There are many common situations where this holds.
For example it holds if M satisfies the maximum condition for left annihilators of elements of $R$.
It holds also if there exists a ring $S$ such that $M$ is an $S-R$-bimodule and $l.u.dim_S M$ is finite where $l.u.dim_S M$ denotes the uniform dimension of $M$ as left $S$-module, that is the supremum of independent sets of nonzero S-submodules of $M$.

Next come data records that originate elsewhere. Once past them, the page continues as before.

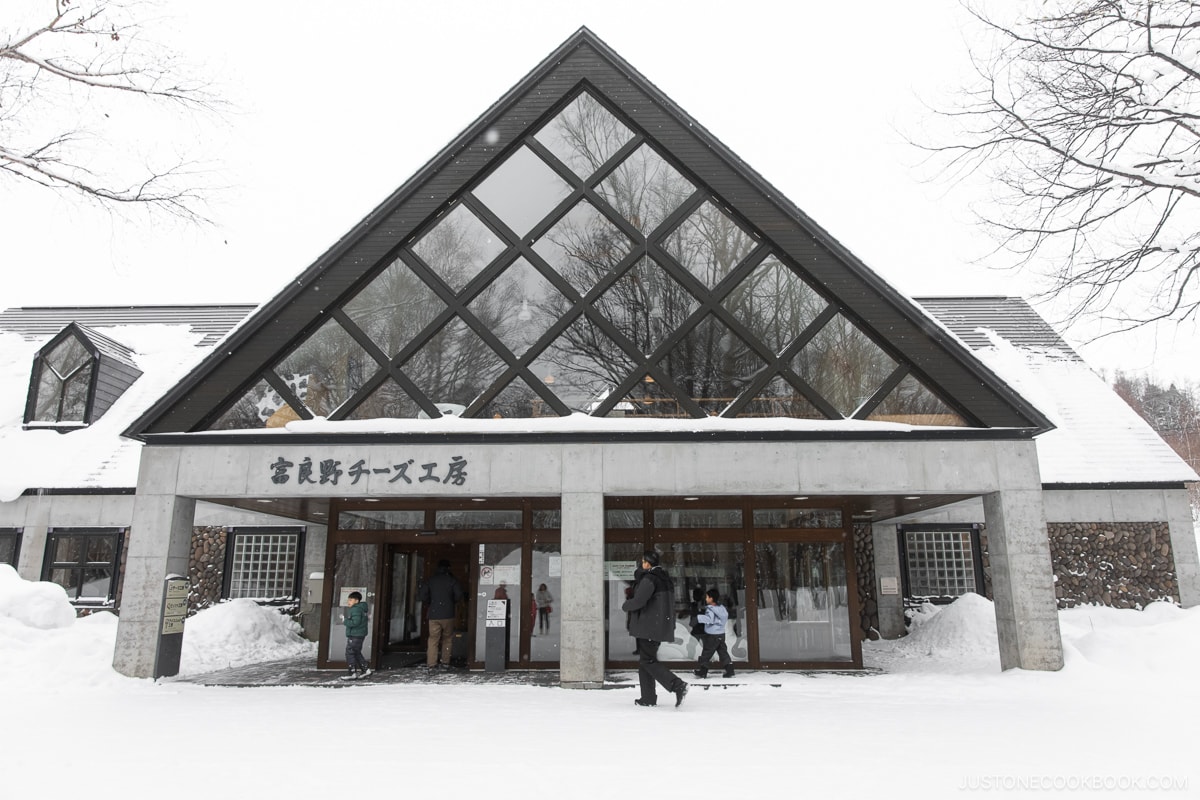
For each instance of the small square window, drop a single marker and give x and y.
(85, 563)
(263, 564)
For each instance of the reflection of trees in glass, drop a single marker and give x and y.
(583, 246)
(913, 403)
(459, 247)
(775, 304)
(259, 407)
(394, 307)
(454, 366)
(64, 382)
(708, 244)
(583, 136)
(712, 365)
(646, 304)
(645, 190)
(843, 365)
(334, 365)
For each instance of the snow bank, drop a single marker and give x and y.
(43, 644)
(34, 603)
(239, 632)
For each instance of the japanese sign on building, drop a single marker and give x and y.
(333, 471)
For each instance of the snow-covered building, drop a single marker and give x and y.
(586, 329)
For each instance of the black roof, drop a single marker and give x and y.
(583, 60)
(1012, 318)
(213, 320)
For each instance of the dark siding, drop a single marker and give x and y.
(898, 323)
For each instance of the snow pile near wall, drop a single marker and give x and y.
(1162, 639)
(239, 632)
(34, 603)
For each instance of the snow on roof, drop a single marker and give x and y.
(96, 456)
(1098, 438)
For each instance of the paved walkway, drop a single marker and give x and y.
(303, 672)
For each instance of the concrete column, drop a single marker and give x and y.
(581, 642)
(315, 542)
(887, 566)
(1183, 547)
(33, 537)
(1023, 581)
(160, 543)
(581, 645)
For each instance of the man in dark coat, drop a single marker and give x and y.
(441, 594)
(652, 623)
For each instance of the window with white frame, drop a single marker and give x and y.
(263, 563)
(941, 563)
(84, 561)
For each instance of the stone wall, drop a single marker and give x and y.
(1123, 565)
(205, 567)
(864, 567)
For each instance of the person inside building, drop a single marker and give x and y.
(441, 594)
(652, 623)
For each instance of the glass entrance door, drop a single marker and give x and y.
(406, 626)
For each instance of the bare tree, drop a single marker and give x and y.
(1086, 115)
(67, 65)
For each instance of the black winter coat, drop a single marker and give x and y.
(652, 607)
(441, 594)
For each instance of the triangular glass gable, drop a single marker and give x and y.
(587, 247)
(912, 403)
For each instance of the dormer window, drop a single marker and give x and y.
(64, 383)
(76, 378)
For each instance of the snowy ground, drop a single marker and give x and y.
(1121, 720)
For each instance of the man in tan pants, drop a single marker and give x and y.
(441, 594)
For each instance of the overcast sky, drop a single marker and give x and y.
(334, 106)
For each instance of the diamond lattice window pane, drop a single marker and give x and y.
(387, 402)
(582, 365)
(394, 307)
(517, 401)
(522, 191)
(583, 136)
(583, 246)
(459, 247)
(648, 398)
(327, 368)
(912, 403)
(843, 365)
(712, 364)
(454, 366)
(261, 407)
(645, 190)
(775, 304)
(519, 306)
(646, 305)
(780, 398)
(708, 244)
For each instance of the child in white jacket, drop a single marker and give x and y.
(714, 617)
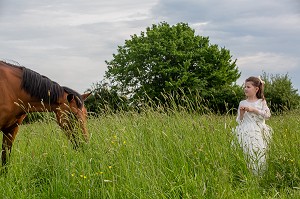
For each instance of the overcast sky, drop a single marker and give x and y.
(68, 41)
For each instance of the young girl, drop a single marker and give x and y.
(252, 132)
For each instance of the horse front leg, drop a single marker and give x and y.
(9, 135)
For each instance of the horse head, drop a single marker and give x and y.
(72, 115)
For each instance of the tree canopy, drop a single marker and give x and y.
(170, 58)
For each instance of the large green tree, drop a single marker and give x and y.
(168, 58)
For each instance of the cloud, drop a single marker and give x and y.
(69, 41)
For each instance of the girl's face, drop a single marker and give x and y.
(250, 90)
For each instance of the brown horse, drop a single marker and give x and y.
(24, 91)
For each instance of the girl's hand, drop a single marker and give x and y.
(248, 109)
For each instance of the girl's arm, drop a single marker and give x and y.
(264, 112)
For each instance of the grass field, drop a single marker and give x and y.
(151, 155)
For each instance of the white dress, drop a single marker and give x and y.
(253, 134)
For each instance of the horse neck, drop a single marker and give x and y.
(29, 105)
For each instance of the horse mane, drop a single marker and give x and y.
(43, 88)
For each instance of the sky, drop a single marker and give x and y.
(69, 41)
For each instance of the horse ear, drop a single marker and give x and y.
(70, 97)
(86, 95)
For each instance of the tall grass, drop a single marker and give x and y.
(152, 154)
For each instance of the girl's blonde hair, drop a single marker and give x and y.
(257, 82)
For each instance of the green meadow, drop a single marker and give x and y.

If $\operatorname{ann}_M u $ is left annihilator of $u$; my question is to understand the implication $(a) \Rightarrow (b)$
(a) There exists a right $R$-module $M$ such that in $M$ the left annihilators of elements of $R$ satisfy the maximum condition with respect to summands and l.$ann_M(r)\neq 0$ for all $r \in R\setminus U(R)$.
(b) There exists a partial order $\geq$ on $R$ satisfying the minimum condition such that for all $a,b\in R$ if $1-ab \in R \setminus U(R)$ then $a>a-aba$.
The solution is to define the relation < by for $a,b\in R$ set $a>b$ in $R$ if $l.ann_M(a)<l.ann_M(b)$ in $\mathfrak{B}$. On $R$ the relation $>$ is irreflexive and transitive, so we have a partial order $\geq$ on $R$. It satisfies the minimum condition because $\mathfrak{B}$ satisfies the maximum condition with respect to $\mathfrak{B}$-summands. Moreover if $a,b \in R$ such that $1-ab \in R \setminus U(R)$ then $l.ann_M(1-ab)\neq 0$ and $l.ann_M(1-ab)\oplus l.ann_M(a)=l.\textit{ann}_M(a-aba)$, so $a>a-aba$.
My question is therefore why if $a,b \in R$ such that $1-ab\in R \setminus U(R)$ then $\operatorname{ann}_M(1-ab)\neq 0$ and $\operatorname{ann}_M(1-ab) \oplus \operatorname{ann}_M (a)=\operatorname{ann}_M(a-aba)$. One of the inclusion is easy, the other is not. Are there any supplementary hypothesis to satisfy this implication.